For the most part, this is a film in which the main character has to solve a mystery. It's not a murder, like it so often is, but there is a case to be figured out nonetheless. Some clues lead deeper, while some provide red herrings. The early scenes don't benefit from this form of storytelling, but after A Very Long Engagement gets going, it's quite engaging and effective. The flashbacks woven in don't help matters, especially because what they reveal has often already been implied or explained.

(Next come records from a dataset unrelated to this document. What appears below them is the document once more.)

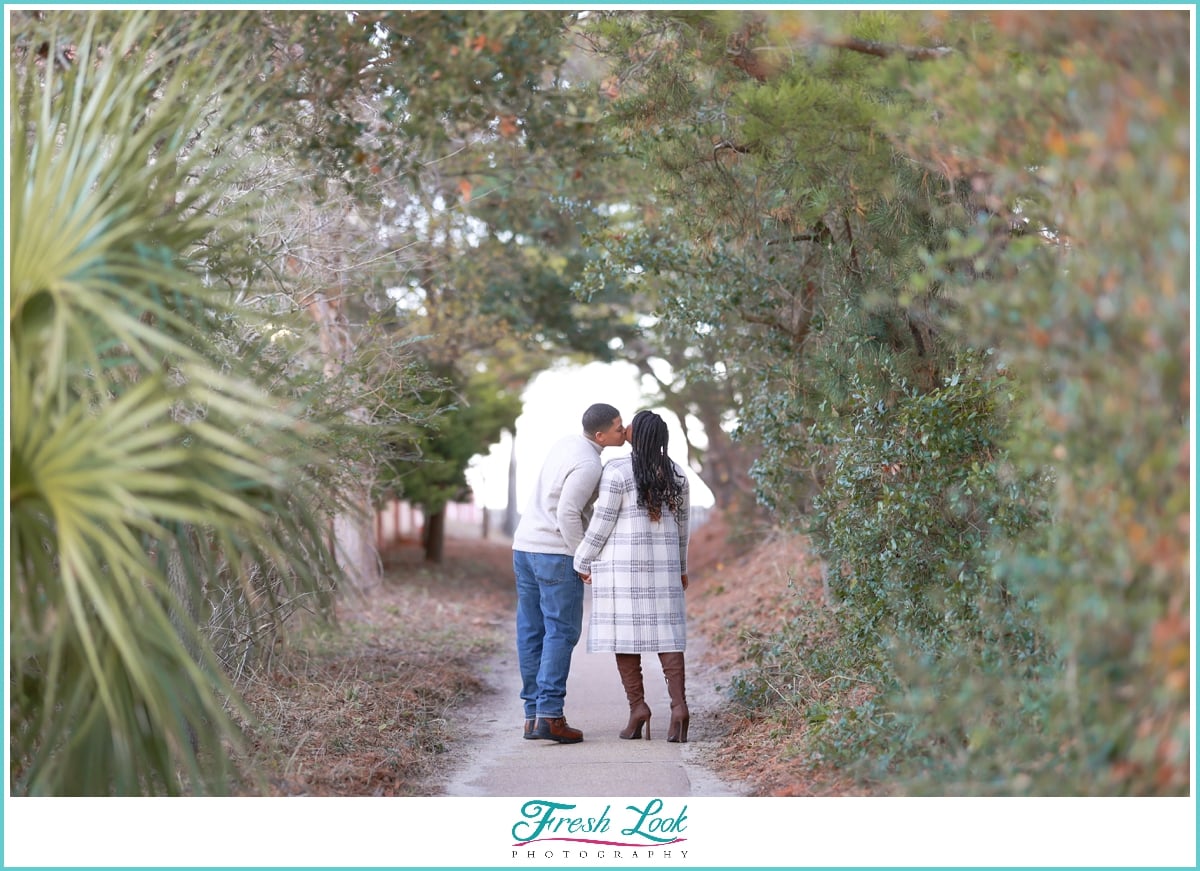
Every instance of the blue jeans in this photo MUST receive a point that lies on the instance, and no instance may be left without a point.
(550, 619)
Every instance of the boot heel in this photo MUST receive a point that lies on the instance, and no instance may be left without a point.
(677, 733)
(636, 720)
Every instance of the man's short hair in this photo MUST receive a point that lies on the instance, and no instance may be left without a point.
(599, 418)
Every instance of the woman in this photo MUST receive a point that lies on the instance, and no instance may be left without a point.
(635, 557)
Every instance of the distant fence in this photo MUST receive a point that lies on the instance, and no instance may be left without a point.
(401, 521)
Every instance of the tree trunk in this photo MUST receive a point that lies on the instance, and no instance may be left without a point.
(435, 535)
(510, 510)
(354, 540)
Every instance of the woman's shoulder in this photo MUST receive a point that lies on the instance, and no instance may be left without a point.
(621, 467)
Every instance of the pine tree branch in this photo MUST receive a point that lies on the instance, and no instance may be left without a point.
(882, 49)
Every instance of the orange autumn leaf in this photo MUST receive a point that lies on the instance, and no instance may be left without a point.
(1057, 143)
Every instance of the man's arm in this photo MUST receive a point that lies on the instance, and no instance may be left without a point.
(579, 487)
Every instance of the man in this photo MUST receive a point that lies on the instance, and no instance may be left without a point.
(550, 594)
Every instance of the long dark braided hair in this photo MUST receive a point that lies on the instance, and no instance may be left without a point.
(653, 470)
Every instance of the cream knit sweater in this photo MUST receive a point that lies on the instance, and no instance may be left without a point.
(561, 506)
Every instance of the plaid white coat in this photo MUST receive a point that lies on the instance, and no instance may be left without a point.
(637, 600)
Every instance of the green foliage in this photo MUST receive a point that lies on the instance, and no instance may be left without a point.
(153, 476)
(919, 494)
(1011, 553)
(433, 468)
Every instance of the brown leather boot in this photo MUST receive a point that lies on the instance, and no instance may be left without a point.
(629, 666)
(555, 728)
(673, 671)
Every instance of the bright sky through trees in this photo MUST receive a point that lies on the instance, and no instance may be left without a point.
(553, 403)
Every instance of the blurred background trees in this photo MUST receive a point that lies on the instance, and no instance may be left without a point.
(916, 281)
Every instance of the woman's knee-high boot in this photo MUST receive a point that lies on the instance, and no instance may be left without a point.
(630, 668)
(673, 671)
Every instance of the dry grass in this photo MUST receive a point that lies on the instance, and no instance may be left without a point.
(366, 707)
(735, 599)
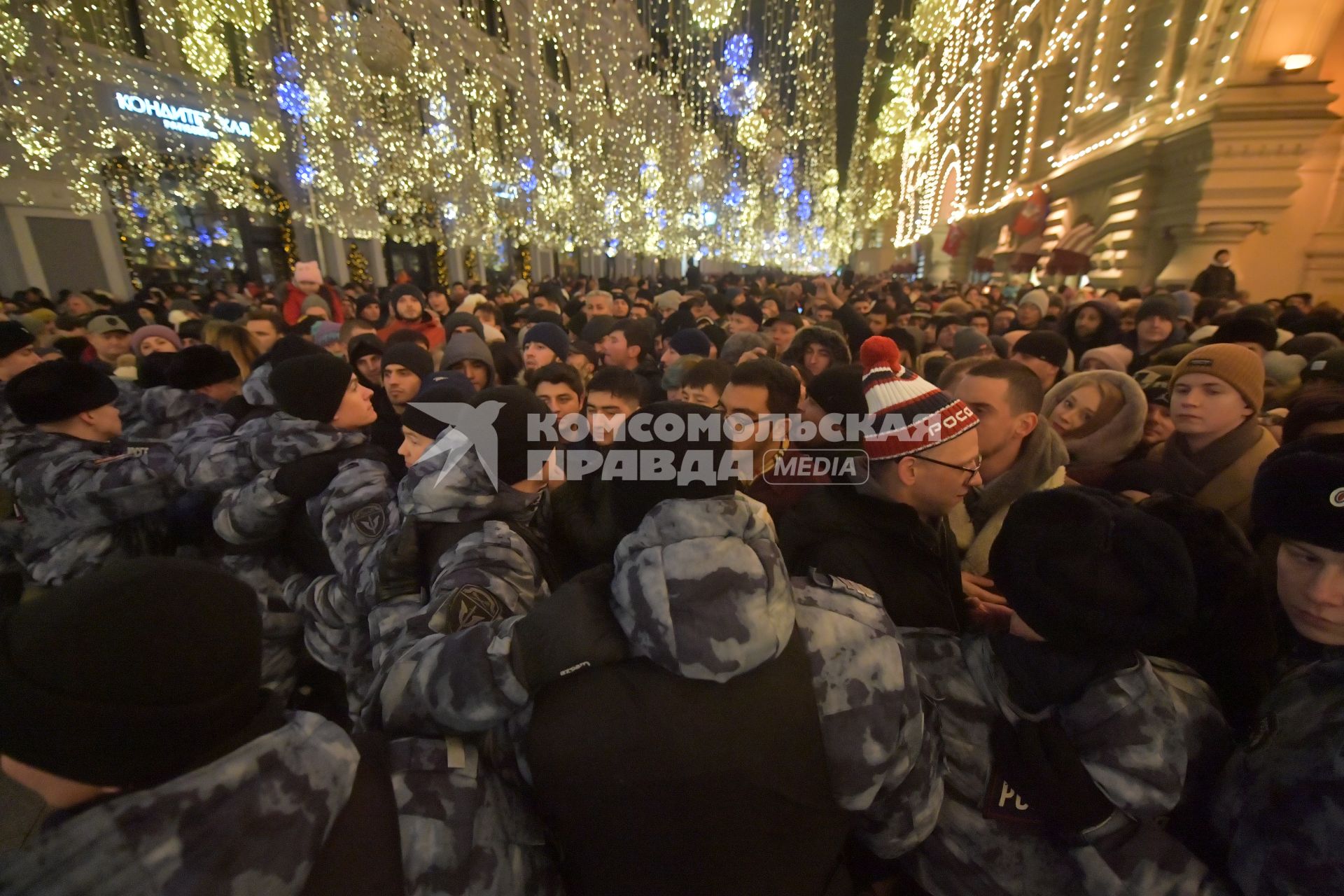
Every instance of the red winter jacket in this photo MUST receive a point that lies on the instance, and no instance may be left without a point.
(295, 304)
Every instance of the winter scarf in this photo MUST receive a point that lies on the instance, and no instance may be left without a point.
(1042, 453)
(1196, 469)
(1042, 675)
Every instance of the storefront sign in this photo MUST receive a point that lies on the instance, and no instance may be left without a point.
(183, 118)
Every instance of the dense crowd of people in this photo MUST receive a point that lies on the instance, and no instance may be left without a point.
(1009, 590)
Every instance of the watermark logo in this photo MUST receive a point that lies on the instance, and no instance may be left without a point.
(815, 466)
(473, 426)
(711, 447)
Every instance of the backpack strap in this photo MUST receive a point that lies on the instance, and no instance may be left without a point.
(363, 850)
(437, 539)
(304, 543)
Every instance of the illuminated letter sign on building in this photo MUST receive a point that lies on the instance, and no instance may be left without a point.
(183, 118)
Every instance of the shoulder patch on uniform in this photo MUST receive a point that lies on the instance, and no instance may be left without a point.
(1261, 734)
(472, 603)
(827, 580)
(370, 522)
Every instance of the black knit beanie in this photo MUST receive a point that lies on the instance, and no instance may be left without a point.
(1298, 492)
(311, 387)
(519, 457)
(448, 387)
(152, 370)
(13, 337)
(1247, 330)
(55, 391)
(288, 347)
(839, 390)
(363, 346)
(632, 498)
(132, 675)
(1043, 344)
(1091, 571)
(410, 356)
(200, 365)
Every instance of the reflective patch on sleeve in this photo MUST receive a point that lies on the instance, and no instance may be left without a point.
(370, 522)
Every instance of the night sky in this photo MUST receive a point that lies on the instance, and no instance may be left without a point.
(851, 46)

It's still a sweet, interesting little movie. Okay, "little" isn't exactly fair, as it takes place over a relatively long time frame and in multiple locations. It goes from a gritty portrayal of war to an almost too-good-to-be-true "detective" film, each of which is successful enough. Put together, and juxtaposing the awfulness of war with Audrey Tautou certainly brings the former's point across, there is an enjoyable movie left for the audience.
There is some beautiful filmmaking at work with A Very Long Engagement. The camera does not focus squarely on the face of Tautou, like it did in Amélie. Here, we get sweeping shots of Paris, and of the war. Paris, shot in the best possible light and made to be a picturesque place, while the trenches of the war are suitably filthy and absolutely disgusting. You get the horrors of war and the joy of France all in one movie. How often do you get that? I suppose that question depends on your knowledge of French cinema, but if you're 99% of the potential audience, your answer will be "Not very often, and I would like it more so I'm going to watch this movie." Isn't it great when decisions are made for you?
The title might be off-putting. The film does run for over two hours -- although just, clocking in at 133 minutes -- but it never feels long. There is always something interesting going on, either in the determination of its main character, the mystery she's trying to solve, or the sweet romance driving her actions.
Audrey Tautou is not as sweet as she was in Amélie. She isn't a pixie here; her character is more subdued, as is required. This makes her no less captivating, but if you're expecting a pseudo-sequel in a similar vein to Jeunet's previous film, you're not going to get one. The rest of the cast is strong, too, although they do not leave the impression that Tautou can. There's even one stunt casting here, as Jodie Foster turns up for seemingly no reason, and draws attention to herself by doing so. You instantly recognize that it's Foster, and you're taken out of the film.
A Very Long Engagement is an enjoyable mystery-romance that has one of the most likable leading actors working today, an engaging and important story, and some gorgeous cinematography. It's too slow at the beginning, and it doesn't completely add up, but it's a very enjoyable movie, one that is effective at doing all it aims to do. It's not Amélie 2, aiming for a very different tone, but it's still a very good movie by a talented director, and I think it's worth a watch.
Worth a rental.
The basic premise is of a grieving widow(fiance, actually) who has apparently lost her soon-to-be husband in the war. She refuses to accept his death, and proceeds to investigate the scenario surrounding it.. This is the whole movie. Her meet ups with long lost soldiers, girlfriends, etc. to try and put the pieces together.
Audrey Tautou is wonderful as always. The movie is really hers. She plays determined rather well.
All the other actors were fine, but particularly memorable.
The movie is beautiful to look at. The cinematography is stunning. The beautiful French cottages that these people live in are freakin; perfect. I want one.
This really is a good movie, but it's not for everyone. There's a few war scenes, but it's mostly quiet drama. Unless your a Tautou fan, you could probably skip it.